It took 20 minutes of sitting in an abandoned store to decide to come to this crummy town. The only remarkable thing about this place is that people still live here. Nothing but dollar stores and cookie cutter sprawl. I turned down a road that is a labyrinth of identical houses on cul-de-sacs. The only way to reach your destination is to remember to take the second street on the left and count four houses on the right. A real residential “House of Mirrors.” I pulled into a driveway and eventually knocked on the plastic door. A disheveled, thin, old man answered the door in a tattered baby blue bathrobe. He’s sickly and held onto everything for balance. I tried to appear positive and failed when I said, “Hey Gran’pa.”
He’s alone. Grandma been dead for quite a while. A child of the Depression, he grinded himself into the ground at the factory to put his children through college. It was that hard labor that exposed him to the carcinogens that gave him the kidney cancer he was diagnosed with two months ago. He raised me and always seemed to know what he was doing. It’s why I’m here. It’s why it’s so difficult to realize there is no cure.
“How ya doin,’ pa?” He stubbornly pushed me away when I tried to help him to his recliner.
“Not bad. Just threw up. You?” And, he honestly meant that he was doing alright. “Find any work yet?”
“Eh. I’ve had some leads, but nothin’ that’s panned out yet.”
“Ya need ta pound the pavement ‘nd knock on some doors.”
“It doesn’t work that way. Ya hafta submit yer resume online ‘nd hope that yers gets selected instead of da hundreds of other chumps that apply. ‘Nd, ya gotta hope that no one gets special treatment ‘cause they’re da bosses’ kid or friend too.”
“That’s why ya gotta get in their face. Make ‘em tellya ‘no’ in person.”
“Alright. Anyway, how are yer treatments?” I changed the subject since he hasn’t applied for a job in over a half century.
“All dem goddamn pills make me sicker than a dog. Can’t hold nothin’ down. Not even soup.” I looked over at the coffee table and it’s been transformed into a pharmacy.
“Anythin’ I can help ya with?”
“Na. Just havin’ company is good. How’s that girl of yers doin?”
“Ah… Alright, I guess.” His head tilted forward with an inquisitive stare.
“Alright? It’s never good when ya say it’s ‘alright.’”
“It’s fine. Nothin’ ta bother ya with.”
“Bother? What da hell else am I doin’? What, ya got inta a fight? Do somethin’ dumb?”
“Uh… Yeah… We kinda just broke up.” Grandpa’s head leaned back in the chair.
“Sorry ‘bout that. Sure ya don’t wanta go inta details.” He always gets the same look in his eyes when something doesn’t work out for me. It’s sympathy; not disappointment (which may be worse). “So, where ya livin’ then?”
“I can probably stay on a friends couch ‘til I get a place. Call in some favors.”

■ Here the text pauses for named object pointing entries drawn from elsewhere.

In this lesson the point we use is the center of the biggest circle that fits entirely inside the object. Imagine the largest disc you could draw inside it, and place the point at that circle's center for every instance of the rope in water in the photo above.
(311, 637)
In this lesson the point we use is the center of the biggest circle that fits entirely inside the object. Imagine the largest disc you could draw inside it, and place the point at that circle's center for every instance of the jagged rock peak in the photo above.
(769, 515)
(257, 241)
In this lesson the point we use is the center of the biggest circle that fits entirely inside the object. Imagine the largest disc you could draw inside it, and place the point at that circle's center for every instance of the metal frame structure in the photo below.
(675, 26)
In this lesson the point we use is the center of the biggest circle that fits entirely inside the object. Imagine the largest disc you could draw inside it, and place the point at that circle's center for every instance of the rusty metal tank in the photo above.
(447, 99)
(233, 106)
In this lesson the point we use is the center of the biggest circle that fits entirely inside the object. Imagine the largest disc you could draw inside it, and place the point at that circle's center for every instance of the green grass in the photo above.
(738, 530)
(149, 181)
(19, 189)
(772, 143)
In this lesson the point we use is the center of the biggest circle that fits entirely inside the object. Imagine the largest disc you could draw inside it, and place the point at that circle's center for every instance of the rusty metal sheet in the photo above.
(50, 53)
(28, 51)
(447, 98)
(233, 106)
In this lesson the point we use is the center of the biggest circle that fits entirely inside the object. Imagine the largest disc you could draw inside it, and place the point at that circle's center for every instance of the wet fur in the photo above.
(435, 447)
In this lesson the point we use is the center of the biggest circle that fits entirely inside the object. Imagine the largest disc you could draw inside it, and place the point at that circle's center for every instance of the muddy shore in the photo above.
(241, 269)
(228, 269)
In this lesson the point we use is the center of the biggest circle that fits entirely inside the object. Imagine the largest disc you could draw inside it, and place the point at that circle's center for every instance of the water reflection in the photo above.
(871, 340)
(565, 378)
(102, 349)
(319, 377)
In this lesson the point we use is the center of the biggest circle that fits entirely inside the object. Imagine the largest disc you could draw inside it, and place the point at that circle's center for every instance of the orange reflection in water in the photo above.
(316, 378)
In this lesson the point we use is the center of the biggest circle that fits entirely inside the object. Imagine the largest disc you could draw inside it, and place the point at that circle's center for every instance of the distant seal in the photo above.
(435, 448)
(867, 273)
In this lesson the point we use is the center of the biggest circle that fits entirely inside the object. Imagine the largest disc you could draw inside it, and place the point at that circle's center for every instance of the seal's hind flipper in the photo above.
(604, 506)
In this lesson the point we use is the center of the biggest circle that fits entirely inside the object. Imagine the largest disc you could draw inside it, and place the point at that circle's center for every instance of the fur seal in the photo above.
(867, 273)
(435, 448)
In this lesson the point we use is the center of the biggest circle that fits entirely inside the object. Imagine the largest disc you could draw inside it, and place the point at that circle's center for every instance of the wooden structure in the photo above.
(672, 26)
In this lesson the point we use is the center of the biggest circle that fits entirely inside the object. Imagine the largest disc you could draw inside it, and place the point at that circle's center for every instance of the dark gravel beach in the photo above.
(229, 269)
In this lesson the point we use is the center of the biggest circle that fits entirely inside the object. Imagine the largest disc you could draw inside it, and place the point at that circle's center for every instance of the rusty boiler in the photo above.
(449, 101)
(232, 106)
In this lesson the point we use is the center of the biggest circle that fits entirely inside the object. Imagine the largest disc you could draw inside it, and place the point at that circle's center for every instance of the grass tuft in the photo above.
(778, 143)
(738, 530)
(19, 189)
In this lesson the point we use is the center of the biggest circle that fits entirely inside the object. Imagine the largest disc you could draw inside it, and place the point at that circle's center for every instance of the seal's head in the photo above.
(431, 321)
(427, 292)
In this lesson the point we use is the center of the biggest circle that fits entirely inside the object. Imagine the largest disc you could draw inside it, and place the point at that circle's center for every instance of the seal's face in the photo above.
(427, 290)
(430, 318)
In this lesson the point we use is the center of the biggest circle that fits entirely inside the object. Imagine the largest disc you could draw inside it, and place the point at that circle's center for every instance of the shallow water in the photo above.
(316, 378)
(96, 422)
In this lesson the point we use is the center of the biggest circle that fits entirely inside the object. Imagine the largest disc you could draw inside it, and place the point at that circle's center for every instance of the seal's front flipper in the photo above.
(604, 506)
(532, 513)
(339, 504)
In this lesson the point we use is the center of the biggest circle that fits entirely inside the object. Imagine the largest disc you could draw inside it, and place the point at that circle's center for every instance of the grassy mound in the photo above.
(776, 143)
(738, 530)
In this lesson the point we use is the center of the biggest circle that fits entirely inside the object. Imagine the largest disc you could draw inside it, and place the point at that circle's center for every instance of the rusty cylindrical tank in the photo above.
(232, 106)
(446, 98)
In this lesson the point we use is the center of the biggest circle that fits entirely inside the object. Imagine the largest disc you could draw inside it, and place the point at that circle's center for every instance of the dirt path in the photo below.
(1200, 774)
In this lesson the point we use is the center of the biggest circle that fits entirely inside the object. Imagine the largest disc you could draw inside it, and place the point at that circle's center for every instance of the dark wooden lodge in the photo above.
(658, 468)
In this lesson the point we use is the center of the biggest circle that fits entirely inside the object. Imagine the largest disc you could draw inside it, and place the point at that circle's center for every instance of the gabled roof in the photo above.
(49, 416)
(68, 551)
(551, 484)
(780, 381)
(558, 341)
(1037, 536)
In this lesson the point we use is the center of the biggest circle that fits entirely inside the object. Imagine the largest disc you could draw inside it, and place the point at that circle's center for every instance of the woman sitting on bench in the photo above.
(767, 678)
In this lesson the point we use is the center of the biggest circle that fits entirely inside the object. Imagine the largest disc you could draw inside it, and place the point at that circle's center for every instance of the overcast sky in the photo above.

“So, ya don’t have anywhere ta go? Where’s yer stuff? Take one of my extra rooms.”
“Oh, I can’t do that?”
“Why not? I ain’t usin’ ‘em. ‘Nd it’s not gonna be pleasant with me fumblin’ ‘round the place.”
“Are ya sure? How much doya want fer rent?”
“Be quiet. I’m no landlord.”
“Well, I’ll do all da chores ‘nd all then.”
“No worries. I gotta nurse fer that.”
“Then she can focus on taking care of ya instead of doin’ da dishes.”
“Ah…” He dismissively waves his right hand at me. “So, where’s yer junk?”
“In da car.”
“Go get it ‘nd bring it in while I go take my medicine.” He got up, again refused assistance, and headed to the kitchen with pockets full of drugs.
In-and-out of the house. Box after box stacked into the spare room until it looked like a storage unit. I took a seat on the twin bed with its old plaid comforter. It’s been a while since I’ve stayed in this room. The dresser top is still full of knickknacks that span several decades. The desk is dusty with a few reference books neatly aligned in the right corner. There’s nothing on the crème colored walls. The room would look like a set of an old movie if it weren’t for all my crap.
As I glanced out the window, a doe and two fawn emerged from the bushes. The doe chewed on some flowers while the spotted fawn chased each other around. I blankly stared at them darting around. Where do they live? There aren’t any woods or anything else natural for miles. Ostracized by speeding traffic, barking dogs, and high fences. How do they survive in this hostile environment? They don’t belong here, but where else can they go? And, as quickly as they appeared, they vanished.
Anyway, everything was unloaded and I was finished daydreaming. I had to drop off the car. As I passed the living room, I saw my grandpa sleeping in his chair. I left him a note that said, “Thanks for letting me stay. Dropping off the car. Back in a while. –Luke.”